The title alone ought to be enough to suggest the daunting scope of Mark Prendergast's exploration of sound in the 20th Century. Prendergast argues that an "Ambient" tendency links together most of the musical output of the century, from Debussy to Derrick May and beyond. Rather than a single narrative, The Ambient Century is pieced together out of biographical segments and overviews of genres. And he squeezes it all in, beginning with the electronic pioneers (Theremin, Stockhausen, Subotnick) moving through Minimalism, "Ambience in the Rock Era" (encompassing the Beach Boys and the Stones but also the Dead, Krautrock, New Wave and even Enya), and ending with 100 pages on house, techno, and the broader scope of popular electronic music.
While the earlier chapters may provide interesting background for readers interested in the 20th Century avant garde, the book ultimately proves a disappointment. For anyone immersed in house, techno, drum'n'bass, or any other form of contemporary electronic music - commercial or experimental - the reading seems cursory at best. Prendergast sticks to the big names - in drum'n'bass, for instance, he dwells on Goldie and LTJ Bukem, ignoring less famous originators and more recent developments. To devote a page to DJ Rap at the expense of more influential producers seems short-sighted at best. House and techno are both treated as dead genres, barely breaking out of the historical contexts (early 90s Chicago and Detroit) with which they're associated, and with little insight into the subsequent fragmentation of genres and subgenres. (His earlier chapters, while more informed, suffer from similar flaws - Subotnick's entry barely hints at the philosophy behind the composer's music; La Monte Young's follows the official Youngian party line in casting Tony Conrad as bit player).
Ultimately, even greater methodological flaws mar Prendergast's account. His valorization of individual auteurs ignores the labels which often did as much, if not more, to further the development of particular sounds. He suffers from a lack of fact-checking. His historicism is simplistic at best - his treatment of the Compact Disc seems cribbed straight from a Philips corporate backgrounder, emphasizing the format's alleged superiority with little heed for its drawbacks, ignoring the corporate strongarm strategies (like price-fixing) that led to its dominance, and falling back on utopian pronouncements akin to a kind of digital "end-of-history." Sure, after the advent of the CD "there was just more music around for everybody," but how much is this due to the medium - and how much to the majors' aggressive marketing and enforced obsolescence of vinyl?
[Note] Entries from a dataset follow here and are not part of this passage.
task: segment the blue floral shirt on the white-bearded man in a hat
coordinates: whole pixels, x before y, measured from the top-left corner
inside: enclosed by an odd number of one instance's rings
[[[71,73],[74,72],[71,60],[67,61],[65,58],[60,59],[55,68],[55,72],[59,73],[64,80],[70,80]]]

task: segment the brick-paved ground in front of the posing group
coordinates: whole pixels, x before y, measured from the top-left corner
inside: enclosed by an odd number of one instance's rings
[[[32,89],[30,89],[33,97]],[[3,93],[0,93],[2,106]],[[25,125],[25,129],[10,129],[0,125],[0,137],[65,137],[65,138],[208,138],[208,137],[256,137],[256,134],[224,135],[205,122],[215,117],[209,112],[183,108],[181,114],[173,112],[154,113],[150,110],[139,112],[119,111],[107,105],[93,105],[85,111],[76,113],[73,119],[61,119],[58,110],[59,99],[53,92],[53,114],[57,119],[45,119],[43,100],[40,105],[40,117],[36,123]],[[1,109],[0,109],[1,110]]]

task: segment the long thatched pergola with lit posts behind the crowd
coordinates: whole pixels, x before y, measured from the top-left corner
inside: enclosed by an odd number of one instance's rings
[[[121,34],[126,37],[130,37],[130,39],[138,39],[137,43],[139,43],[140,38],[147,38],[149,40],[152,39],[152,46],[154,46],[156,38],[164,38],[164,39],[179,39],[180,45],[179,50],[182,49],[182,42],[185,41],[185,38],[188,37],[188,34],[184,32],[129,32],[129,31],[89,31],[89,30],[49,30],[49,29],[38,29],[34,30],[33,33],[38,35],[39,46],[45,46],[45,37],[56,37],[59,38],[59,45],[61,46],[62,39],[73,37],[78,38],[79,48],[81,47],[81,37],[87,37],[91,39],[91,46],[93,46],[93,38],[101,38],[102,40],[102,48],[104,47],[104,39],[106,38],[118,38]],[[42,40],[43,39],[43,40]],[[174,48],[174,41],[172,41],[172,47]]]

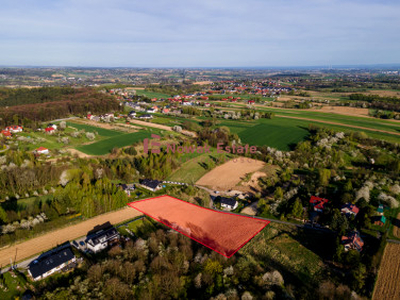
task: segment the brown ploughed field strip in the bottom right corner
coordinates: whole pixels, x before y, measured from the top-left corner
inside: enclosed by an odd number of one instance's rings
[[[373,300],[400,299],[400,245],[389,243],[383,254]]]

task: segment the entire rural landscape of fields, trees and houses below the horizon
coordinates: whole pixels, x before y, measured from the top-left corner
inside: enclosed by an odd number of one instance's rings
[[[1,299],[400,296],[398,74],[62,72],[0,88]]]

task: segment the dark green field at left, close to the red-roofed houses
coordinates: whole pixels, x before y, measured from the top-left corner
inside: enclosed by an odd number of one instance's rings
[[[149,138],[150,135],[151,131],[149,130],[133,133],[122,133],[99,142],[76,147],[76,149],[89,155],[105,155],[110,153],[110,151],[115,147],[122,148],[132,145],[136,142],[142,141],[145,138]]]

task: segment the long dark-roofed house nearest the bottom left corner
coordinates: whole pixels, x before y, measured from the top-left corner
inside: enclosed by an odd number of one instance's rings
[[[34,281],[46,278],[76,262],[70,244],[42,254],[28,265],[28,274]]]

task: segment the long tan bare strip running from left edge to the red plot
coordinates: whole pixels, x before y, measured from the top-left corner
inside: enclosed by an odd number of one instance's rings
[[[8,248],[2,248],[0,249],[0,265],[6,266],[9,264],[10,258],[14,259],[15,257],[16,249],[16,260],[18,262],[35,254],[47,251],[57,245],[65,243],[66,241],[72,241],[78,237],[84,236],[96,225],[101,225],[106,222],[117,224],[140,215],[142,214],[135,209],[125,207],[121,210],[106,213],[76,225],[71,225],[53,232],[46,233],[26,242],[12,245]]]

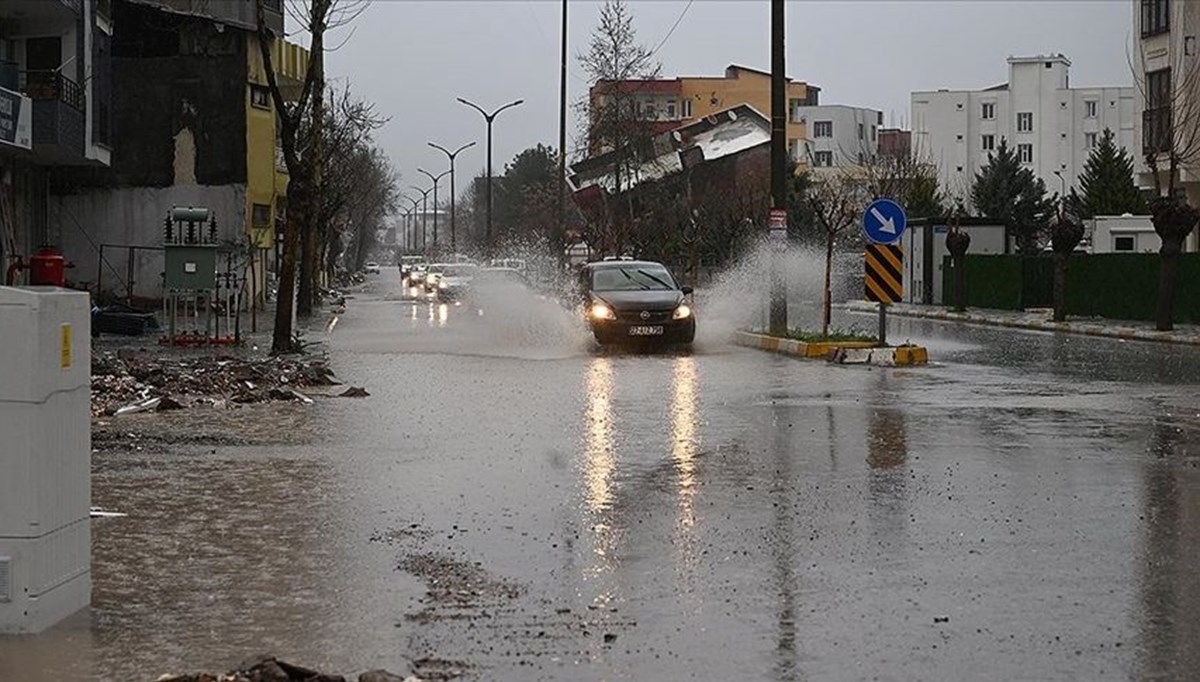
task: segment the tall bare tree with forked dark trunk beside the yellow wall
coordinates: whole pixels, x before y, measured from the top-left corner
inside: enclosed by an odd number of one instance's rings
[[[271,339],[272,353],[294,351],[292,312],[295,303],[296,258],[301,240],[308,239],[313,227],[311,197],[314,186],[313,167],[305,158],[302,128],[306,116],[312,115],[314,98],[324,96],[325,35],[329,30],[347,25],[366,7],[364,0],[290,0],[284,6],[288,17],[310,36],[310,65],[299,95],[288,97],[280,84],[274,62],[272,46],[283,40],[274,35],[266,20],[265,0],[256,1],[258,48],[263,59],[263,71],[268,89],[275,103],[280,127],[280,146],[288,169],[288,214],[283,228],[283,251],[280,262],[280,288],[276,297],[275,330]],[[323,115],[316,116],[322,120]],[[319,178],[319,166],[317,167]],[[310,297],[311,300],[311,297]]]

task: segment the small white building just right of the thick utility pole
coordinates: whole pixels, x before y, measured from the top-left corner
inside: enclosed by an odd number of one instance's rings
[[[803,145],[792,140],[788,154],[797,163],[846,167],[875,158],[880,149],[883,112],[846,104],[796,106],[791,122],[804,124]]]

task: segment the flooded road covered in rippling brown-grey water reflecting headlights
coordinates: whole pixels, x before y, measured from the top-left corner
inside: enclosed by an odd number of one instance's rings
[[[0,639],[0,680],[1200,670],[1200,349],[894,321],[935,365],[600,352],[553,303],[390,280],[330,336],[371,397],[306,442],[95,455],[128,516],[95,521],[94,608]]]

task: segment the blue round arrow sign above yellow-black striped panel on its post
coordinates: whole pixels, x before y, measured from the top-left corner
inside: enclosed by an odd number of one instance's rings
[[[908,225],[904,208],[892,199],[876,199],[863,211],[866,245],[865,297],[880,304],[880,345],[888,342],[888,304],[904,298],[904,251],[899,241]]]

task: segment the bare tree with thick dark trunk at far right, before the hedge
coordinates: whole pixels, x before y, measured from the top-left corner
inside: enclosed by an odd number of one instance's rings
[[[1180,253],[1200,222],[1196,207],[1180,197],[1181,170],[1200,167],[1200,64],[1182,44],[1170,46],[1165,58],[1152,59],[1142,42],[1130,58],[1130,68],[1145,103],[1142,151],[1154,184],[1150,213],[1163,241],[1154,323],[1169,331],[1175,325]]]

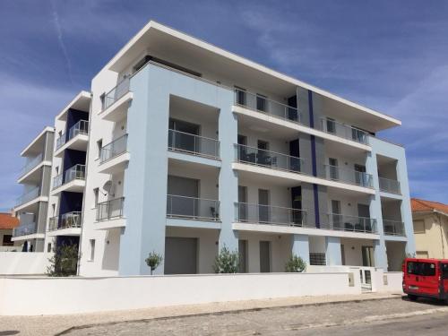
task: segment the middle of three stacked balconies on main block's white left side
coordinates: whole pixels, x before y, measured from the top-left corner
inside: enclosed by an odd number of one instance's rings
[[[125,170],[130,156],[127,151],[127,134],[101,148],[99,173],[114,174]]]

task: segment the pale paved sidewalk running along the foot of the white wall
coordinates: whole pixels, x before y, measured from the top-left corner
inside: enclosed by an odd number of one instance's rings
[[[211,303],[192,306],[167,306],[159,308],[116,311],[94,314],[0,316],[0,334],[18,331],[17,335],[55,335],[76,326],[123,321],[149,320],[194,314],[217,314],[241,310],[258,310],[280,306],[328,305],[351,301],[400,298],[401,293],[368,293],[356,296],[286,297],[266,300]],[[12,333],[11,333],[12,334]]]

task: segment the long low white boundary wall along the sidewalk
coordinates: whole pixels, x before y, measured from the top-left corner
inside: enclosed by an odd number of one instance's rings
[[[349,287],[349,274],[343,272],[2,278],[0,315],[76,314],[271,297],[360,293],[360,287]],[[61,297],[64,297],[63,301]],[[23,305],[23,302],[27,304]]]

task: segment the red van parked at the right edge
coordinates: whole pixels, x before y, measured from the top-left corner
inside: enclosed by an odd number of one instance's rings
[[[448,302],[448,260],[407,258],[403,264],[403,292],[411,300],[434,297]]]

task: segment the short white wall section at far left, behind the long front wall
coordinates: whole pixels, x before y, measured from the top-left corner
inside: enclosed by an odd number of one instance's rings
[[[2,252],[0,275],[44,274],[49,265],[48,256],[43,252]]]

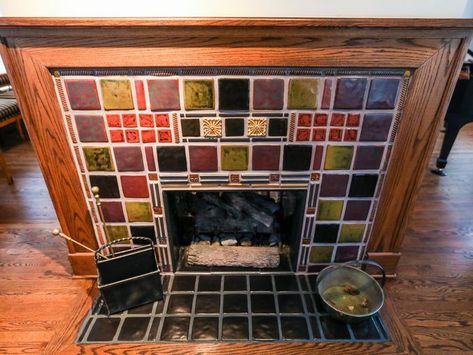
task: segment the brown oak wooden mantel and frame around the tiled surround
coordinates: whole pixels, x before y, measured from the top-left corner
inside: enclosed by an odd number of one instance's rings
[[[1,55],[64,233],[96,248],[51,68],[411,68],[369,256],[395,274],[409,212],[473,33],[472,20],[0,19]],[[93,255],[68,244],[77,276]]]

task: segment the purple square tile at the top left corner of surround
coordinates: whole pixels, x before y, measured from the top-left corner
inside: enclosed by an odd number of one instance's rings
[[[95,80],[65,80],[64,84],[73,110],[100,110]]]

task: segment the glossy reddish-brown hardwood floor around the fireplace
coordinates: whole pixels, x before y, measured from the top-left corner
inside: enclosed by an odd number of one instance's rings
[[[438,148],[439,142],[432,164]],[[0,176],[0,353],[123,353],[117,347],[72,345],[80,314],[95,292],[93,282],[70,277],[64,242],[49,234],[57,221],[31,146],[23,143],[4,151],[15,184],[7,185]],[[390,303],[425,354],[473,353],[473,125],[461,132],[447,171],[448,177],[426,173],[398,278],[387,284]],[[242,346],[232,352],[280,352],[270,348]],[[155,351],[172,354],[177,349],[182,347]],[[293,346],[285,353],[314,350]],[[357,349],[340,346],[338,351]]]

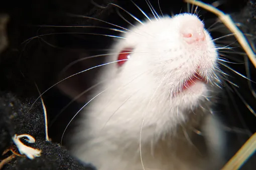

Where Simon Reynolds has developed a complex (if controversial) linkage between drug consumption and music production, Prendergast - without citing him - falls back on a simplistic determinism, resulting in statements like "Trip-Hop was the product of post-club marijuana consumption." And he suffers from the habit of capitalizing neologized non-genres like "Trip Jazz," as if to grant them legitimacy.
Finally, Prendergast's very thesis is barely spelled out. Presumably, his concept of the Ambient refers to the ascendancy of sound-for-sound's-sake in the 20th Century. He probably has something in this, but without a more rigorous examination of the technological, sociological, economic and above all formal aspects linking, say, John Cage, the Beach Boys, King Tubby, and Aphex Twin, his book remains a collection of half-developed snapshots.